April 11, 2011
There is a general interest to quantify biology to help growth of economy and affordable healthcare without causing much damage to the environment. This interest is both at the political level and at the scientific levels. From nutritional security to biofuel and beyond, all have roots in quantification of biology, we need to understand the theory behind all biological events that happen around us, whether within a cell due to a pathogen or in the environment due to the toxic industrial waste.
To manage this range of biological event, we need to understand the cause and effect equation of biological events. This is the reason, biology as a whole is embracing technology at an unprecedented rate. The main challenge in quantifying biology is that most of the biology problems are NP-hard; they need supercomputers to solve almost any problem. Therefore, biosciences research was always been the domain of computational elites who has access to large supercomputers.
Though many algorithms have been perfected in the recent past, the voluminous data from a NGS (Next Generation Sequencer) and increase in metadata have offset the benefits of these smarter algorithms. Newer and efficient algorithms combined with high performance cloud computing opens up the opportunity for smaller labs and under-privileged researchers and clinicians to engage in biology research and join the mainstream. The cloud also opens up the possibility for small clinics to offer personalized medicine who otherwise could not afford a supercomputer.

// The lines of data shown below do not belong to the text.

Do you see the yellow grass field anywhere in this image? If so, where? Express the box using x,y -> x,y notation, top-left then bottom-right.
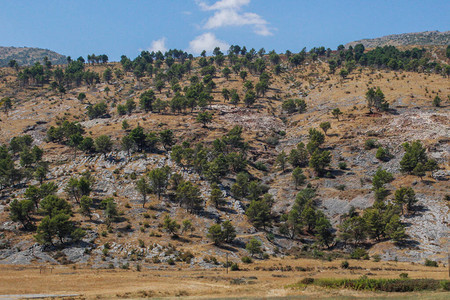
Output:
0,258 -> 450,299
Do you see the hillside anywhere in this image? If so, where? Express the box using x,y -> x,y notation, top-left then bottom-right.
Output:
0,43 -> 450,278
0,46 -> 67,67
345,31 -> 450,48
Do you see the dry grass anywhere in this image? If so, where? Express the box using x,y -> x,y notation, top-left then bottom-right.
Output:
0,258 -> 448,299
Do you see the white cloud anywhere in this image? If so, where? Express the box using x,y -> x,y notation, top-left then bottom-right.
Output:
148,37 -> 168,53
196,0 -> 273,36
187,32 -> 230,54
196,0 -> 250,10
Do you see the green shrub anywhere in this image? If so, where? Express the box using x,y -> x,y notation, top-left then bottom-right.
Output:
255,161 -> 268,172
230,263 -> 239,271
341,260 -> 350,269
241,256 -> 253,264
364,139 -> 378,150
335,184 -> 346,191
425,259 -> 438,267
350,248 -> 369,259
314,276 -> 445,292
300,277 -> 314,284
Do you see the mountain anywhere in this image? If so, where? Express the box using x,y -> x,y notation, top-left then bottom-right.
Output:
0,46 -> 450,272
345,31 -> 450,48
0,47 -> 67,67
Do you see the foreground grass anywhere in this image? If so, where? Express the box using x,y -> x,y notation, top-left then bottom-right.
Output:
294,276 -> 450,292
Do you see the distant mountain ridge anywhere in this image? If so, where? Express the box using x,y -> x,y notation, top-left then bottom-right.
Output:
345,31 -> 450,48
0,46 -> 67,67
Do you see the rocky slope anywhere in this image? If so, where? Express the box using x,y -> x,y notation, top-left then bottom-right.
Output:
0,48 -> 450,268
345,31 -> 450,48
0,46 -> 67,67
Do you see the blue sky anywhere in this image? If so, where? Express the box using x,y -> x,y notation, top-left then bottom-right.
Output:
0,0 -> 450,60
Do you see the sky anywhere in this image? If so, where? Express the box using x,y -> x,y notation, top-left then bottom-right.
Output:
0,0 -> 450,61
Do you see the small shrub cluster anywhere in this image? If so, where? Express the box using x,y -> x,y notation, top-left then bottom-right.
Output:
300,273 -> 450,292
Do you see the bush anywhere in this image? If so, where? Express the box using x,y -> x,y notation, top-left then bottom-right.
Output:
425,259 -> 438,267
350,248 -> 369,259
314,276 -> 445,292
375,147 -> 391,161
441,280 -> 450,291
241,256 -> 253,264
300,277 -> 314,284
364,139 -> 378,150
255,161 -> 268,172
338,161 -> 347,170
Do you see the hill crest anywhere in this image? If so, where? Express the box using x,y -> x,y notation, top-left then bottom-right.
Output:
345,31 -> 450,48
0,46 -> 67,67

The new age genomics and the NGS technology in particular pushes the realm of compu-ting like never before. The challenges are immense as there is a need for parallel and efficient algorithms and tools to solve the data tsunami that the NGS machines offload. For example, the latest HiSeq 2000 from Illumina Inc, is expected to generate close to about 600 gigabase to 1 terabase per run. This data deluge coupled with the NP-hard nature of biological problems makes computer scientists to innovate newer and better techniques for transferring, managing, processing, decoding and analyzing the NGS data haze to unearth meaningful insights that can be applied to improve the quality of life.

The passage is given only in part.